I had a terrible experience last year when i bought a car for €14k and 6 months later when massive problems were found the garage had vanished and i was left getting scrappage for it so i'm very weary of any garage as its taken me till now to clear the car loan and finally get a replacement..

So if anyone has good or bad experiences with this garage can you please let me know, pm is totally fine if u dont want to post on the thread

Thanks alot


----------



## iggy (24 Nov 2009)

I remember your last posts re the €14k skip you were sold...jeez that was a sour deal if ever there was one.
I`m afraid I dont know anything about the dealer you mention but make sure you run a car check, (cartell etc), on any car you like before you part with any cash!
Good luck with it anyway.


----------



## Capt. Beaky (24 Nov 2009)

I bought a car for my daughter off him about three years ago. It went fine for about three months and then problems. Overheating. I took it to a garage and the mechanic showed me plumbing fittings that had been installed. Other problems ensued over the next few months. I got an independent mechanic to do an appraisal. The gist of his story was that the car was in a state. The earlier remedies were to get the car sold. I did some checks on his prices over the following year and found that he had different prices for the same car, sometimes in the same well known car selling paper. I didn't return to front N4 because I didn't want the hassle. This may be a one off. That was in the good ol' days.


----------



## Angrygirl (25 Nov 2009)

Thanks Capt.Beaky and Iggy for your posts

I will continue to look around and will check the car fully on cartell before the weekend


----------



## MandaC (25 Nov 2009)

With the industry the way it is at the minute, I would prefer to purchase from a main dealer.  I know there is every chance they could go too as some have,  but you might get better protection from the manufacturer.


----------



## mercman (25 Nov 2009)

You might just be better buying a car which is still within its warranty. Then if anything goes wrong it will be fixed free. (make sure with the importers that teh car is still in warranty)


----------



## MandaC (25 Nov 2009)

Even outside of warranty, you will have a better chance with importer/manufacturer when car is purchased from one of their main dealers.

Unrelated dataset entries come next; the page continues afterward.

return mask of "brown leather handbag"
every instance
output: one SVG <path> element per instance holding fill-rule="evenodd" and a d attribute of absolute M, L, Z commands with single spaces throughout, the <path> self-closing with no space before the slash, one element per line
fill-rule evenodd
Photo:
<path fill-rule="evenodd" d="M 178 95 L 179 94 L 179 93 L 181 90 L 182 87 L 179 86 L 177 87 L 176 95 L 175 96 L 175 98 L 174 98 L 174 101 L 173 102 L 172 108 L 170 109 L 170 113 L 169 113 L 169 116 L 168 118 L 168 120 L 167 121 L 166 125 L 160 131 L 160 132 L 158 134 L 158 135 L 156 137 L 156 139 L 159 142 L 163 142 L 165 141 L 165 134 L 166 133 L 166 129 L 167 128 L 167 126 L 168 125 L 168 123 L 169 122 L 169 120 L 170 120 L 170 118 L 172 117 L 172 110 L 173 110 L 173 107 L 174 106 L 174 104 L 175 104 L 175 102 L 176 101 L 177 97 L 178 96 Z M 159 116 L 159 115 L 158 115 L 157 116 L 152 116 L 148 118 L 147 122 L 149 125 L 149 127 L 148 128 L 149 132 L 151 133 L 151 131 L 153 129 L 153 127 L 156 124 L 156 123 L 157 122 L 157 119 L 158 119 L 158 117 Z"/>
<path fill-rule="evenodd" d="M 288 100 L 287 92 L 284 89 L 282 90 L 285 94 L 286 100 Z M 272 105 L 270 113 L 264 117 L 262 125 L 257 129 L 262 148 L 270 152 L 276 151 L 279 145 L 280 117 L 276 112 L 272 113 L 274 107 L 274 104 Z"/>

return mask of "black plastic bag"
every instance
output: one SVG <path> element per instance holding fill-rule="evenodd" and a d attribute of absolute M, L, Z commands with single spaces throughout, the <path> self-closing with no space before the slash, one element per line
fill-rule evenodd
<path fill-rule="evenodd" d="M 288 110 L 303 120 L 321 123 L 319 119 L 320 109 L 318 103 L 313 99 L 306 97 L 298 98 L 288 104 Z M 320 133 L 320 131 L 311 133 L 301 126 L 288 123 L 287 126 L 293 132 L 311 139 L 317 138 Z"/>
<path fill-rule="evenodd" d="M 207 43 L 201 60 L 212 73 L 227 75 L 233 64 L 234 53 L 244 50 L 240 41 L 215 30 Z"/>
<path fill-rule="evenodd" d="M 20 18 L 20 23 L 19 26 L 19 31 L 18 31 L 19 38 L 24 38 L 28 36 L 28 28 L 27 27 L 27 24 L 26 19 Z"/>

I remember Angrygirl's last awful experience and after that I would definitely stick to main players.


----------



## lightswitch (25 Nov 2009)

I personally would wait until around March of next year to buy a car if you are worried about garages vanishing.  What happened with EP Mooney today is unfortunately unlikely to be the last such case.


----------



## MandaC (25 Nov 2009)

lightswitch said:


> I personally would wait until around March of next year to buy a car if you are worried about garages vanishing.  What happened with EP Mooney today is unfortunately unlikely to be the last such case.



Mr. P. Mooney, owner of EP Mooney has already confirmed that no customer will lose their deposit.  Deposits will be returned or the orders will be delivered via a different dealer.  This company had a very good reputation and I am sorry for staff/management and owners for the way things have worked out for them.    This is part of the reason why I recommend going to a main dealer.


----------



## lightswitch (25 Nov 2009)

I'm sure we all feel sorry for them, could be any one of us any day!  I wasn't thiking in terms of deposits being returned or cars being delivered.  More with regard to having a come back if the car gave trouble within the first year.


----------



## Angrygirl (26 Nov 2009)

Thanks everyone for your advise

The car i'm thinking of costs €1k, its only a little run around but i still don't want to get conned again..

I'm gonna look around for a main dealer as i'm sure they will have some older cars available too

Thanks as always


----------